L'Wren Scott Talks Gustav Klimt, Gold, and Her Fall 2013 Collection
2013-06-26 09:07:31 未知
Could there be a more apt symbol for L’Wren Scott’s bon vivant aesthetic than that of a woman ensconced in gold? The designer cited the work of Gustav Klimt — particularly, his famous 1907 portrait of Viennese socialite Adele Bloch-Bauer — as inspiration for her gilded art-nouveau fall collection.
It’s no surprise, then, that Scott paid homage to the protomodernist master with a talk last night at the Neue Galerie, the Upper East Side Kunsthalle devoted to early twentieth-century German and Austrian art and design. Scott joined artist Rachel Feinstein in front of the scintillating portrait to discuss the artist’s enduring influence for an audience of museum patrons, actress Ellen Barkin, and Feinstein’s husband John Currin, an artist who — like Klimt —is to stranger to provocative depictions of the female body.
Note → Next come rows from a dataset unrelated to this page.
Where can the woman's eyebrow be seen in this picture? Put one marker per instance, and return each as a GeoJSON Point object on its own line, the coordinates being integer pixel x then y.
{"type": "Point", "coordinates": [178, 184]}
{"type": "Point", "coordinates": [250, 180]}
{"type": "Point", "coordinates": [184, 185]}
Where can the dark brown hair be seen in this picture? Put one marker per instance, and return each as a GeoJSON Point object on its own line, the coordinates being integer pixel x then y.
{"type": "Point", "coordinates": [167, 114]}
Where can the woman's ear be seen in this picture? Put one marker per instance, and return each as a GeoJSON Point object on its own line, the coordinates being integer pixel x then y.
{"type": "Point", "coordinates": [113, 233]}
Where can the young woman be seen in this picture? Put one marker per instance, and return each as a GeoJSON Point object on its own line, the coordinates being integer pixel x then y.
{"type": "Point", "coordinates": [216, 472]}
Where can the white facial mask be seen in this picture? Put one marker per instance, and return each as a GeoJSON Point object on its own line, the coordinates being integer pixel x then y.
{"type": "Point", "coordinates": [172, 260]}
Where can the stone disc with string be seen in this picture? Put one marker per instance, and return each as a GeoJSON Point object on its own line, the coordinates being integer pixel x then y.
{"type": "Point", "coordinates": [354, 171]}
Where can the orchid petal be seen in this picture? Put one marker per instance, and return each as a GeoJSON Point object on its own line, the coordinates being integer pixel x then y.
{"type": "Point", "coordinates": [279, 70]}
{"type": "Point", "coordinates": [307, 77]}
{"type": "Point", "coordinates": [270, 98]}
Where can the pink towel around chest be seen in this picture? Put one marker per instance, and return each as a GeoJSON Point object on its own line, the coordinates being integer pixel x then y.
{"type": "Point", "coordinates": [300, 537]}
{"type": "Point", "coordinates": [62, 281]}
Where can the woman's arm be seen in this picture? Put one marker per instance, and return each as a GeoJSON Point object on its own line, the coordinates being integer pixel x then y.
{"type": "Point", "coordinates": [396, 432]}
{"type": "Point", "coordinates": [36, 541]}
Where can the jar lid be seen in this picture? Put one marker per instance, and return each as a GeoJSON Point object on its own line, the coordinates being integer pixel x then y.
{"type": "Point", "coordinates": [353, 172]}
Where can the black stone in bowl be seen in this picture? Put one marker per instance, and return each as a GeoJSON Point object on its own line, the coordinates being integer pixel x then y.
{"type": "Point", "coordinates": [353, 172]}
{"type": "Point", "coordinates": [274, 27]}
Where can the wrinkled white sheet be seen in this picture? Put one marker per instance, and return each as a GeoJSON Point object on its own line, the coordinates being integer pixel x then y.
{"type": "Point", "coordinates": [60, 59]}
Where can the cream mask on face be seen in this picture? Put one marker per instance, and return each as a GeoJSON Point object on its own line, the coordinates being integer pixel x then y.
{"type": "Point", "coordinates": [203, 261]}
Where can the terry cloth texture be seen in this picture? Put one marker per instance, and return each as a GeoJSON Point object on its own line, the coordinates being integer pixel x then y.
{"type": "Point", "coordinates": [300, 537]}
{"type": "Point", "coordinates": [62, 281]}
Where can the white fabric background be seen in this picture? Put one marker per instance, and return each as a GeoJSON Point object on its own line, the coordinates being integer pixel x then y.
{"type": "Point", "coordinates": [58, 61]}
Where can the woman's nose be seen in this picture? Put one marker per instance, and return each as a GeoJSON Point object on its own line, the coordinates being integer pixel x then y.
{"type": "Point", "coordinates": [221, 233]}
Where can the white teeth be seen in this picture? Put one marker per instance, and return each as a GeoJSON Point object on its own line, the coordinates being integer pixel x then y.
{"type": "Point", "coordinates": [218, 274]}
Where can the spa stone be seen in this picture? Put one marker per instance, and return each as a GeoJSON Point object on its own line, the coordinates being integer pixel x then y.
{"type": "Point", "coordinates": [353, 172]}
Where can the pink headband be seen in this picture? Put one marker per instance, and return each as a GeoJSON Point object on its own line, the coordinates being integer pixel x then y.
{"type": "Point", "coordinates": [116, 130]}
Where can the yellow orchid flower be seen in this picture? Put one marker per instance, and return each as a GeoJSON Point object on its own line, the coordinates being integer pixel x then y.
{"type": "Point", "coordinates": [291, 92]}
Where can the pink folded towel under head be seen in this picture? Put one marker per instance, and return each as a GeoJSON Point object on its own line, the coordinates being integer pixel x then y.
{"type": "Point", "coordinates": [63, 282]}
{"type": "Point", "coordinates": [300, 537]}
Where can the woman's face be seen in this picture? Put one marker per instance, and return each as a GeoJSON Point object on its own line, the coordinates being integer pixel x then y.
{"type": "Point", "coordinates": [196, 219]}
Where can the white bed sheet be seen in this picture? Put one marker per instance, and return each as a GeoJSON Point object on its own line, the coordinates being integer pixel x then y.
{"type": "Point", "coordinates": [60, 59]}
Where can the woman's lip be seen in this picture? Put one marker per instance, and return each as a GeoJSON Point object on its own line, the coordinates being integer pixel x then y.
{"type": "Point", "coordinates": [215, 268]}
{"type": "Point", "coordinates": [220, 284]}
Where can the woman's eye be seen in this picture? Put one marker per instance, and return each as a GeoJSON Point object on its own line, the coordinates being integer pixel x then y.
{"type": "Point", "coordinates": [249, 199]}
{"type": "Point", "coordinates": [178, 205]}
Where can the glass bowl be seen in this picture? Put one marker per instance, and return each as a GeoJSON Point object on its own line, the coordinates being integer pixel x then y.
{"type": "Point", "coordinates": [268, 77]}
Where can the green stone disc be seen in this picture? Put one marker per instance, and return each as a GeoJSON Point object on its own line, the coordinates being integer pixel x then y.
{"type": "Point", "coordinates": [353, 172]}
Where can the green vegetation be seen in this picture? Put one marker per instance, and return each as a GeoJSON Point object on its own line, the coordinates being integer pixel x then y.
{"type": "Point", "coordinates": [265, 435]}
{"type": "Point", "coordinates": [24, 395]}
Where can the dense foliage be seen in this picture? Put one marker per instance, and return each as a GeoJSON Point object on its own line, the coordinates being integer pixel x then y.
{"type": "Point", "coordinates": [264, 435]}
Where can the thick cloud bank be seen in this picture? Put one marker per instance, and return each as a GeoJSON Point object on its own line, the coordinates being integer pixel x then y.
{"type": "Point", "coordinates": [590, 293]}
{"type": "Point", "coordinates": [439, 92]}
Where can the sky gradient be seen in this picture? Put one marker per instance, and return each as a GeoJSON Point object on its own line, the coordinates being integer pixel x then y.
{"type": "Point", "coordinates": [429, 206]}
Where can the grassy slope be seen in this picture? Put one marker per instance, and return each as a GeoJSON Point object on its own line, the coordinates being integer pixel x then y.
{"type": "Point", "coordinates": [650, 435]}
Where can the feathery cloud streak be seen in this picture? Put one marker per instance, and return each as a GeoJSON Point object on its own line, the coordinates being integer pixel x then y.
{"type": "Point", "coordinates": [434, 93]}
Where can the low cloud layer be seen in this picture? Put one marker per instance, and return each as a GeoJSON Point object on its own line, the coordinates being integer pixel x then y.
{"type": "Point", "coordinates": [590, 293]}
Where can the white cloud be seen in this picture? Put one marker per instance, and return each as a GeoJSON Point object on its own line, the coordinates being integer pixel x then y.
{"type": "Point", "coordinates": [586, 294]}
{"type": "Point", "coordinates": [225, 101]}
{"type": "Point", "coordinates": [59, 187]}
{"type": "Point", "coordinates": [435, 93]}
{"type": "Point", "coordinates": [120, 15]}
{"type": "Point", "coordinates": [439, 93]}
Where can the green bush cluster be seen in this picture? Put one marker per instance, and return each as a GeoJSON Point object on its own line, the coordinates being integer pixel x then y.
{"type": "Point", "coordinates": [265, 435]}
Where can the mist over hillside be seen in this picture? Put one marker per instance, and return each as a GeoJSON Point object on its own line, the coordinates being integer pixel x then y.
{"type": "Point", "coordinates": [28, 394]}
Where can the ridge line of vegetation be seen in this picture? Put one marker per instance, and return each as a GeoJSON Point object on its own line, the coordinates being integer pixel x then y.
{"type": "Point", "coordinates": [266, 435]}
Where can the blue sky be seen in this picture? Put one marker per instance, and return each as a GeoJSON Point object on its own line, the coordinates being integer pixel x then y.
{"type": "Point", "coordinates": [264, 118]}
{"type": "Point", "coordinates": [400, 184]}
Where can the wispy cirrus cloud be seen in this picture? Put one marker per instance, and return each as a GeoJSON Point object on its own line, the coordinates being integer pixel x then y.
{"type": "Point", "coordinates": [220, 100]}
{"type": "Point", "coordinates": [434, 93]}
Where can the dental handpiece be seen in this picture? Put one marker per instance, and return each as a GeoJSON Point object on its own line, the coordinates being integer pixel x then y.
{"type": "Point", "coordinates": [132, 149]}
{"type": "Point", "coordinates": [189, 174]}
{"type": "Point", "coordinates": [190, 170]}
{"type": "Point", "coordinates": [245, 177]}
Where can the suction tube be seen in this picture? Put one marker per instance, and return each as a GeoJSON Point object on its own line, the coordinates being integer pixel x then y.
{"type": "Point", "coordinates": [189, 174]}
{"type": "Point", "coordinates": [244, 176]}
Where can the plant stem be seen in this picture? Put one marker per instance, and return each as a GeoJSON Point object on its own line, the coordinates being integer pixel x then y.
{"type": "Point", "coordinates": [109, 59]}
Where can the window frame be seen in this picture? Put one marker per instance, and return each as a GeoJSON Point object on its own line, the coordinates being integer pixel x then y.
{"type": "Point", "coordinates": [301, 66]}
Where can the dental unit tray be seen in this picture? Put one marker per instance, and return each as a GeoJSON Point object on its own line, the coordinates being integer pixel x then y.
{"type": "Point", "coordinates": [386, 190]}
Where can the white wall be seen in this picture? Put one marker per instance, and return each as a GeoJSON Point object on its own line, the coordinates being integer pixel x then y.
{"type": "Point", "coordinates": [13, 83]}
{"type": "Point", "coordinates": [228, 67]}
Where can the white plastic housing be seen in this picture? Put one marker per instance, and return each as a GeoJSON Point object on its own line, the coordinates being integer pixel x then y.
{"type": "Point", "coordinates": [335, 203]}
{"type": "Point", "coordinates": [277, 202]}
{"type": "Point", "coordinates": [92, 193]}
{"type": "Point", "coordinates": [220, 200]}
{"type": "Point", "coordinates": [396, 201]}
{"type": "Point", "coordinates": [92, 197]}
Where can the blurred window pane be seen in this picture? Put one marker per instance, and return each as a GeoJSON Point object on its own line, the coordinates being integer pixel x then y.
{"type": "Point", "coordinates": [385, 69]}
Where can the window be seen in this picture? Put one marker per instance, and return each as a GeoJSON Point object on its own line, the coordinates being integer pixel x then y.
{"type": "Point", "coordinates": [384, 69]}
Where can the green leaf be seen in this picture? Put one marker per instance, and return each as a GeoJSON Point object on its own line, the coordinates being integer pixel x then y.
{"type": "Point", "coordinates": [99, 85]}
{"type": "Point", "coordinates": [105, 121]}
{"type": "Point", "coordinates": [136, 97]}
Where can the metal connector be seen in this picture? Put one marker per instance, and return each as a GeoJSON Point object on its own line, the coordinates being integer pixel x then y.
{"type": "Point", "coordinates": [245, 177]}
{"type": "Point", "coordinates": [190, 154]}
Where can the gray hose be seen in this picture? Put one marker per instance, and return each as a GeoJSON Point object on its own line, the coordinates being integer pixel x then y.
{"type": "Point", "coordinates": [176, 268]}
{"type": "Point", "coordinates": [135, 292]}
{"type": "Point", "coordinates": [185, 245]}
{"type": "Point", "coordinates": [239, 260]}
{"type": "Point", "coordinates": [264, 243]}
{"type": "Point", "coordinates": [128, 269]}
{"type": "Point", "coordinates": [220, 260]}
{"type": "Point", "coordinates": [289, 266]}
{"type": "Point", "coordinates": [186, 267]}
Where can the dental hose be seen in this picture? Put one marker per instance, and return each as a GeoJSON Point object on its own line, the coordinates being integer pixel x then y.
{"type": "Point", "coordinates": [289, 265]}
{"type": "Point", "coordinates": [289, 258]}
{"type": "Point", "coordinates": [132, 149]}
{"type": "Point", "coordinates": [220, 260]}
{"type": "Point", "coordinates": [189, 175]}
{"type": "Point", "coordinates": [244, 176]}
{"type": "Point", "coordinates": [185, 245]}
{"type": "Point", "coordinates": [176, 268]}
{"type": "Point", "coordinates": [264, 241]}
Scott caught Klimt fever when she saw his work at the Musée D’Orsay in Paris when she was thirteen. The designer spoke about her “obsession with his golden period" as well as her "personal love” of the precious stuff. Scott’s passion for all things gilt was evident in Scott’s decadent fall 2013 collection, where 23-karat gold was a major leitmotif: blinging out everything from shoes to tweed jackets.
For Scott, Klimt isn’t just an icon of fin-de-siècle opulence. He is — first and foremost — a sex symbol. “He was very avant garde and scandalous, in more ways than the children," she explained, referring to his prodigious legacy of 14 illegitmate children: “It was a movement coming from something very strict to loosening up. Klimt was a man who missed the waistline. He painted it in every one of his portraits. He wanted to see the female form. He didn’t want to have it hiding behind a robe. But he was very happy hiding his behind a robe.”